I've written some ugly code that does this, but I'm sure there is something nicer. Extra points if you can set an arbitrary length delimiter (i.e. split the list after seeing N delimiters).
I don't think there's going to be a nice, elegant solution to this (I'd love to be proven wrong of course) so I would suggest something straightforward:
def nSplit(lst, delim, count=2):
output = [[]]
delimCount = 0
for item in lst:
if item == delim:
delimCount += 1
elif delimCount >= count:
output.append([item])
delimCount = 0
else:
output[-1].append(item)
delimCount = 0
return output
>>> nSplit(['a', 'b', 'X', 'X', 'c', 'd', 'X', 'X', 'f', 'X', 'g'], 'X', 2)

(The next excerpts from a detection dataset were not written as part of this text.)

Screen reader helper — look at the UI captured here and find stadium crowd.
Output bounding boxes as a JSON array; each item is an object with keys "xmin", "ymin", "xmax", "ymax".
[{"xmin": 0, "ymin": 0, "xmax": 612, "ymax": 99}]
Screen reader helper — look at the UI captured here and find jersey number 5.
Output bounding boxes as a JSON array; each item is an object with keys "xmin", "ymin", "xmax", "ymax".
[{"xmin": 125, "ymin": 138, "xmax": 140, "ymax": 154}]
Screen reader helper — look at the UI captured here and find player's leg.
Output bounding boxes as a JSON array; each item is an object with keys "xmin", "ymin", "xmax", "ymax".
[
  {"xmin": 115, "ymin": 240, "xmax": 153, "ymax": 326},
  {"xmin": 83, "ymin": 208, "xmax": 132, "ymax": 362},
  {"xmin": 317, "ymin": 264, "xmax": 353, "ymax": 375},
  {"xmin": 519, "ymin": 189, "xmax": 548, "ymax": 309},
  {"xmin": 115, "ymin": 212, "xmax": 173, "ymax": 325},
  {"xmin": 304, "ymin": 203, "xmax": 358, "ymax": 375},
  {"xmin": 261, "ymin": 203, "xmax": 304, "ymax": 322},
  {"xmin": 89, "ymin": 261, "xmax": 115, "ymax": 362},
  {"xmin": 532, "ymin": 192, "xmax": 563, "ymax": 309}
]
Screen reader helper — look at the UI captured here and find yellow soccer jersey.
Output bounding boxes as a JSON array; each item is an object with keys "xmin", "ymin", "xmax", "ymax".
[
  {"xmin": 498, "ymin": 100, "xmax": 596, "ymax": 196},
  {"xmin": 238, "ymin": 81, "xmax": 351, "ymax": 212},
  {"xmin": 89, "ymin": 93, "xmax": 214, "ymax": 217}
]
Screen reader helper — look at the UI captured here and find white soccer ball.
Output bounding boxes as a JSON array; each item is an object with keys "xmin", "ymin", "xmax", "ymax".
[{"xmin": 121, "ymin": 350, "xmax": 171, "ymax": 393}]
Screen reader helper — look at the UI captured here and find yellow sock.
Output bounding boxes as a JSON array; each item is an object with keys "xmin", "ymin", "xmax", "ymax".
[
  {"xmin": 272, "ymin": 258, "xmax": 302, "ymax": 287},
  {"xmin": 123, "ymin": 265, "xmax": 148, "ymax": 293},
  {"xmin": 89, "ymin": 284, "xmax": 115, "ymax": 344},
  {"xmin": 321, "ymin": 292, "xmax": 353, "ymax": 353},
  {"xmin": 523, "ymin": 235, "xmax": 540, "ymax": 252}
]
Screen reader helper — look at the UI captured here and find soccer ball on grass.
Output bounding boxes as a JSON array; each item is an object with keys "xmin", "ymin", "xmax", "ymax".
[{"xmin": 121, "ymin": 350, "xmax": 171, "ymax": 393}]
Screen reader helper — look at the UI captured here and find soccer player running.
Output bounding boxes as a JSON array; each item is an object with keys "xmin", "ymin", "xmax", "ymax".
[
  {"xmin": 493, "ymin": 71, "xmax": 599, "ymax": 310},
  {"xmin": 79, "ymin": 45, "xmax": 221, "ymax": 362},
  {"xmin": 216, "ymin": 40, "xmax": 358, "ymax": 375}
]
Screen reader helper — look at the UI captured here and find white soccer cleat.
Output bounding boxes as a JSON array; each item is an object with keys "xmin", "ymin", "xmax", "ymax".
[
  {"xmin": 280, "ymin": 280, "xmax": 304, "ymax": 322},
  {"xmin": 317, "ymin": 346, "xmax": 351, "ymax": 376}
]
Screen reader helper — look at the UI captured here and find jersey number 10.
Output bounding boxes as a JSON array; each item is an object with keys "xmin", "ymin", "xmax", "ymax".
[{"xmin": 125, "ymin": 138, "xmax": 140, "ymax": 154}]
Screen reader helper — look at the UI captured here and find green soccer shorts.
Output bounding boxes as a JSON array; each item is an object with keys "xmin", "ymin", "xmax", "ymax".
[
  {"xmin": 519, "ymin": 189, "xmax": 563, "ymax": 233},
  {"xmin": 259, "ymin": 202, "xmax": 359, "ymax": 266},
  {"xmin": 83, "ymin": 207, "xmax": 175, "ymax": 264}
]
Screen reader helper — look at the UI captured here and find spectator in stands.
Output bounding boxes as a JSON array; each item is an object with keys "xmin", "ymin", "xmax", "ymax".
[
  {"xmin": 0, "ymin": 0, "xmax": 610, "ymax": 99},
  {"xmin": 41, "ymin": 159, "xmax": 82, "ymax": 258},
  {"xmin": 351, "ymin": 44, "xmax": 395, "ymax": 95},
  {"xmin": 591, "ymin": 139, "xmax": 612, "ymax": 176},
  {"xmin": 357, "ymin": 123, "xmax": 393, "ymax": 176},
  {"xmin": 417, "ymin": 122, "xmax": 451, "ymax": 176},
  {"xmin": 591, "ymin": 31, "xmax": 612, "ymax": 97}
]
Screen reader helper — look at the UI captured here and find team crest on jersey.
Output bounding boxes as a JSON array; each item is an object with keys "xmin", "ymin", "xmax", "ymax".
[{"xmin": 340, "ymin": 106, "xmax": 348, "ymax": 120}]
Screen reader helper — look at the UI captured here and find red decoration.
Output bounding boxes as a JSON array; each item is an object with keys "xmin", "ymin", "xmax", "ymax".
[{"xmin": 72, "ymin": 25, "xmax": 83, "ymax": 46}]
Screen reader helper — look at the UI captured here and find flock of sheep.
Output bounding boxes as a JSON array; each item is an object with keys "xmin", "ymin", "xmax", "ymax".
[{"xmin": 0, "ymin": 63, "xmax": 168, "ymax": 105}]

[['a', 'b'], ['c', 'd'], ['f', 'g']]
Here's a way to do it with itertools.groupby():
import itertools
class MultiDelimiterKeyCallable(object):
def __init__(self, delimiter, num_wanted=1):
self.delimiter = delimiter
self.num_wanted = num_wanted
self.num_found = 0
def __call__(self, value):
if value == self.delimiter:
self.num_found += 1
if self.num_found >= self.num_wanted:
self.num_found = 0
return True
else:
self.num_found = 0
def split_multi_delimiter(items, delimiter, num_wanted):
keyfunc = MultiDelimiterKeyCallable(delimiter, num_wanted)
return (list(item
for item in group
if item != delimiter)
for key, group in itertools.groupby(items, keyfunc)
if not key)
items = ['a', 'b', 'X', 'X', 'c', 'd', 'X', 'X', 'f', 'X', 'g']
print list(split_multi_delimiter(items, "X", 2))
I must say that cobbal's solution is much simpler for the same results.
Use a generator function to maintain state of your iterator through the list, and the count of the number of separator chars seen so far:
l = ['a', 'b', 'X', 'X', 'c', 'd', 'X', 'X', 'f', 'X', 'g']
def splitOn(ll, x, n):
cur = []
splitcount = 0
for c in ll:
if c == x:
splitcount += 1
if splitcount == n:
yield cur
cur = []
splitcount = 0
else:
cur.append(c)
splitcount = 0
yield cur
print list(splitOn(l, 'X', 2))
print list(splitOn(l, 'X', 1))
print list(splitOn(l, 'X', 3))
l += ['X','X']
print list(splitOn(l, 'X', 2))
print list(splitOn(l, 'X', 1))
print list(splitOn(l, 'X', 3))
prints:
[['a', 'b'], ['c', 'd'], ['f', 'g']]
[['a', 'b'], [], ['c', 'd'], [], ['f'], ['g']]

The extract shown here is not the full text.